Grandes fortunes : les milliards font-ils le bonheur ?

Un individu peut-il vivre décemment avec 50 milliards d’euros ? Pas de doutes. Et avec 5 milliards ? Vraisemblablement. Allons un cran plus loin : qu’adviendra-t-il si cette fortune fond jusqu’à atteindre un petit milliard ? Pas grand-chose. Avec une telle somme, on peut sereinement continuer à mener grand train et à envisager l’avenir avec sérénité. Avec 500 millions également. Et avec 100 millions ? 20 millions ? Avec « seulement » 10 millions d’euros, il est possible pour un être humain de vivoter sans trop se préoccuper des fins de mois.

A quoi peuvent donc alors servir tous ces milliards concentrés dans les mains d’une seule personne ? On a bien sûr le droit d’aimer les bijoux, les repas et les nuits dans les palaces aux quatre coins du monde. On peut s’offrir des voitures et les villas de luxe dans des endroits de rêves. Mais quand on en possède trois, cinq, dix… quel intérêt ? Collectionner les objets, accumuler les 0 derrière le 1 sur ses comptes en banques, tout cela rend-il vraiment heureux ? Certes, comme le disait Coluche, il vaut mieux être riche et en bonne santé que pauvre et malade. Mais la richesse ne provoque pas mécaniquement le bonheur.

Quand on parle de milliards, on tutoie les étoiles. On ne sait pas quoi mettre derrière ces sommes littéralement astronomiques. Celles-ci ont un sens quand elles se rapportent à des budgets comme ceux de l’éducation nationale ou de la santé. Mais concentrés entre les mains d’un individu ou d’une famille, ces milliards défient l’entendement.

Ces réflexions ne sont pas celles d’un gauchiste contrarié qui rêve d’expropriation et de meilleures répartitions des richesses. Elles n’émanent pas non plus d’un catholique pratiquant habité par les valeurs de partage. Elles ne sont pas celles d’un écolo qui constate que les milliardaires rejettent plus de carbone dans l’atmosphère que les plus modestes. Non, pas de jugement moral derrière cet état de fait. Juste une profonde incompréhension face à une situation qui apparaît absurde.

Chrématistique aïgue

Il y a en effet un seuil à partir duquel accumuler encore plus d’argent n’a tout simplement plus de sens. Pourquoi vouloir toujours plus quand on dispose déjà de très largement assez pour vivre comme on le souhaite, dans le luxe et l’opulence ? Qu’est-ce qui se joue dans le cerveau ? Comment expliquer ce qu’Aristote appelait la « chrématistique », à savoir cette tendance à l’accumulation de monnaie (en particulier) sans autre finalité que son plaisir personnel ?

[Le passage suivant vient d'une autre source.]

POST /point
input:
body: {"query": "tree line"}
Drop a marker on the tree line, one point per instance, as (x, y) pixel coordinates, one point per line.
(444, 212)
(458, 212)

Posons la question au psychanalyste. Ce trouble mental pourrait être lié au rapport que le petit enfant entretient avec les objets. Il ne fait pas la différence entre le « moi » et le monde, il y a confusion entre intériorité et extériorité. Le monde fait comme partie de lui-même. A un moment — vers trois ou quatre ans — l’enfant réalise qu’il ne peut pas tout s’approprier. Un manque apparaît. Manque que rien ne pourra combler.

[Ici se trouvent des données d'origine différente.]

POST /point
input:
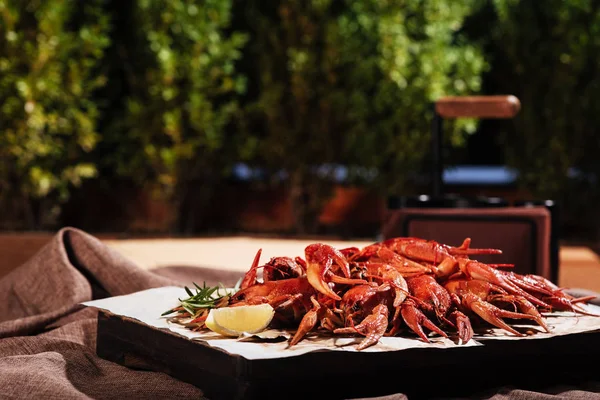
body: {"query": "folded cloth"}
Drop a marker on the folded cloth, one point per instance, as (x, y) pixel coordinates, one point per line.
(48, 341)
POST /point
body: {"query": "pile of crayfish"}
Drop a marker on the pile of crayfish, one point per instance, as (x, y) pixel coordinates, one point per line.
(399, 285)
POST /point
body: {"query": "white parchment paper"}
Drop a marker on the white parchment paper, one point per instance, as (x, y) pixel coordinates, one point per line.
(146, 307)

Le neurobiologiste quant à lui pourrait répondre que cela nous renvoie à l’époque où l’homo sapiens devait se battre pour trouver sa subsistance, et que ce trait demeure profondément ancré en nous. Une affaire de striatum et de dopamine. Ce qui est plus particulièrement impliqué ici, c’est le circuit de la récompense, un ensemble de neurones, dont le striatum constitue un pivot essentiel. Ce circuit nous fait déraisonner et préférer l’excès à la modération.« Les structures profondes de notre cerveau qui fonctionnent à grand renfort de dopamine ne possèdent pas de fonction stop », écrit Sébastien Bohler[1].

Les explications de ce phénomène sont multiples et toutes malheureuses. Ce qui est sûr, c’est que si les fortunes des milliardaires étaient utilisées à réparer et embellir ce monde, cela n’aurait aucun impact sur leur niveau de vie. Fondamentalement, rien ne changerait pour eux. C’est peut-être cela le plus triste dans le débat sur les milliardaires lancé par Oxfam.


[1] Sébastien Bohler, Le bug Humain, Pourquoi notre cerveau nous pousse à détruire la planète et comment l’en empêcher, Robert Laffont, 2019, p.63.